Museum of the Moving Image reopens high-tech center for film art, history
NEW YORK – After closing in 2008 for a $67 million renovation and expansion, The Museum of the Moving Image will reopen its doors Saturday to a new three-story addition, a floating, 267-seat theater and expanded, high-tech galleries devoted to exploring the entire history and art of the movies.
The museum, founded in 1981 and located in Astoria, Queens, will have a rededication ceremony on Thursday before reopening to the public on Friday. Events planned for opening day include ongoing live music and video presentations, along with the unveiling of several hands-on exhibits (including one that allows visitors to add their voices to classic scenes in films such as “The Wizard of Oz”).
The upgrade doubles the size of the museum’s existing structure, which houses the U.S.’s largest and most comprehensive collection of artifacts relating to the art, history and technology of motion pictures. Its more than 130,000 artifacts include technical apparatus, still photos, licensed merchandise, design materials, costumes, fan magazines, publicity materials and historical movie theater furnishings.
The collection is open to scholars and film professionals for research purposes, curators say, and to the general public and anyone with an interest in film culture and history.

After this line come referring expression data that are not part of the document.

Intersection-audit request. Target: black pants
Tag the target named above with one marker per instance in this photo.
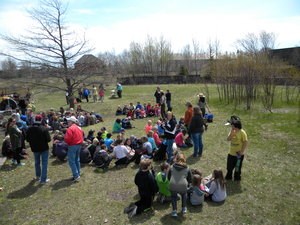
(17, 154)
(231, 163)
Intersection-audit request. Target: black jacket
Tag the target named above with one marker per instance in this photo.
(38, 137)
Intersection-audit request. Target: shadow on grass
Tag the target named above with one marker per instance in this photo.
(26, 191)
(190, 160)
(62, 184)
(168, 219)
(142, 218)
(233, 187)
(57, 162)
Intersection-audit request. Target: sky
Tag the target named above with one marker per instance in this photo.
(111, 25)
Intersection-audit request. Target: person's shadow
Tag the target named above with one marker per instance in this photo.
(233, 187)
(25, 191)
(62, 184)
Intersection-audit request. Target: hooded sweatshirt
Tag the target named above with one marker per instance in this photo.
(180, 176)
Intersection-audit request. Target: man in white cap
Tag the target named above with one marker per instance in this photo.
(74, 139)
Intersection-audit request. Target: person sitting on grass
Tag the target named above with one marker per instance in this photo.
(215, 187)
(120, 153)
(147, 188)
(117, 126)
(195, 194)
(101, 158)
(164, 193)
(180, 139)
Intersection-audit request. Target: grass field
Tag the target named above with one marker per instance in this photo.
(268, 193)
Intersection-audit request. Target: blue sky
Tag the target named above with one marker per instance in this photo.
(113, 24)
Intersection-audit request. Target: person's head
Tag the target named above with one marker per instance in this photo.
(188, 104)
(196, 171)
(219, 177)
(196, 180)
(164, 167)
(144, 139)
(169, 115)
(95, 141)
(196, 110)
(145, 164)
(180, 159)
(127, 141)
(236, 124)
(150, 133)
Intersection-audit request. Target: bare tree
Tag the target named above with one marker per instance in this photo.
(51, 46)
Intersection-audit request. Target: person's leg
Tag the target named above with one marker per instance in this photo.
(71, 160)
(169, 143)
(195, 138)
(237, 173)
(231, 161)
(44, 156)
(37, 164)
(200, 150)
(183, 202)
(77, 159)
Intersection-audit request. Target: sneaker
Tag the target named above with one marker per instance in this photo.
(129, 208)
(132, 212)
(174, 213)
(45, 182)
(76, 179)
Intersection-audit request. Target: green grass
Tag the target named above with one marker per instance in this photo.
(268, 193)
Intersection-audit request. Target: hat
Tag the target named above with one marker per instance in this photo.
(38, 119)
(95, 141)
(72, 119)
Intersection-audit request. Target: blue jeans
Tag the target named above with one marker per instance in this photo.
(198, 145)
(169, 143)
(74, 159)
(41, 172)
(174, 199)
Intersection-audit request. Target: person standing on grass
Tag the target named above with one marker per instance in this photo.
(74, 139)
(169, 127)
(180, 177)
(196, 130)
(238, 143)
(15, 135)
(168, 100)
(38, 137)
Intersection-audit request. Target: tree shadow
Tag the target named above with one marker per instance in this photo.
(168, 219)
(62, 184)
(25, 191)
(233, 187)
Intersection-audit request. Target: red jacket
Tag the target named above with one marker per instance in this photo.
(74, 135)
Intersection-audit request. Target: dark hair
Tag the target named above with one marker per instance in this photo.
(164, 166)
(196, 180)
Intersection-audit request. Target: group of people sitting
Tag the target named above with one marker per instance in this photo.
(139, 110)
(175, 181)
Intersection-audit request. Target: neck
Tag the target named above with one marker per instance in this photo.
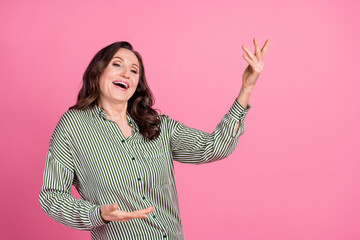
(114, 111)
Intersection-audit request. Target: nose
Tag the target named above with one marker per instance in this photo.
(125, 73)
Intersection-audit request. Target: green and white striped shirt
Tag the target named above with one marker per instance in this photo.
(89, 151)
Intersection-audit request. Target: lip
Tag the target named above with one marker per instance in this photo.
(123, 82)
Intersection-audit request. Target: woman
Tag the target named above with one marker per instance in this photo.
(118, 152)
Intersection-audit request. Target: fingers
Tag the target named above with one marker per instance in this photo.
(259, 54)
(143, 212)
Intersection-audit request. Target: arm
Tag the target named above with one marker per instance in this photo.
(55, 195)
(191, 145)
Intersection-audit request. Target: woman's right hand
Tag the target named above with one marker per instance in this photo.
(111, 212)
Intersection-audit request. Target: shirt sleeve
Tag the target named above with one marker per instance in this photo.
(55, 195)
(189, 145)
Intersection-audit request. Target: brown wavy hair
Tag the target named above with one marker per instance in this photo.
(139, 105)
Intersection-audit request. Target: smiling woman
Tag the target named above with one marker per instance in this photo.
(112, 66)
(118, 152)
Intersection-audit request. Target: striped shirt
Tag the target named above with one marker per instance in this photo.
(89, 151)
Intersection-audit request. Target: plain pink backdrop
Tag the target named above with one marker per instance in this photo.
(295, 173)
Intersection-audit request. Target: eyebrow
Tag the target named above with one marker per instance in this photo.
(124, 61)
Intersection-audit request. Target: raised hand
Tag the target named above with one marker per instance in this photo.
(111, 212)
(256, 64)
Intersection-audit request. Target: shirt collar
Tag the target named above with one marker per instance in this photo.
(98, 111)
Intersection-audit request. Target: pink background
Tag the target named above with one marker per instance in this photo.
(295, 173)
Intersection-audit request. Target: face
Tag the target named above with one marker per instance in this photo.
(120, 78)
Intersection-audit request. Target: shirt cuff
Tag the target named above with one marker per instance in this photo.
(95, 217)
(237, 111)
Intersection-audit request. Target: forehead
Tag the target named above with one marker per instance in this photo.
(127, 56)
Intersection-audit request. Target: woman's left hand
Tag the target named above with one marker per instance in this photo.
(256, 65)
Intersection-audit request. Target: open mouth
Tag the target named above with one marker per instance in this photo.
(121, 84)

Its core exhibit, Behind the Screen, will include some 1,600 rotating items from the museum’s store of archives, 15 interactive displays and commissioned artworks. One component will present a comprehensive examination of how TV shows and films are created, produced, marketed and exhibited.
In addition to expanding the exhibition space, the renovation adds a courtyard garden, an education center, on-site collection storage, a café and museum store. The comprehensive expansion – featuring designs by architect Thomas Lesser – grows the institution’s total space from 50,000 to 97,700 square feet.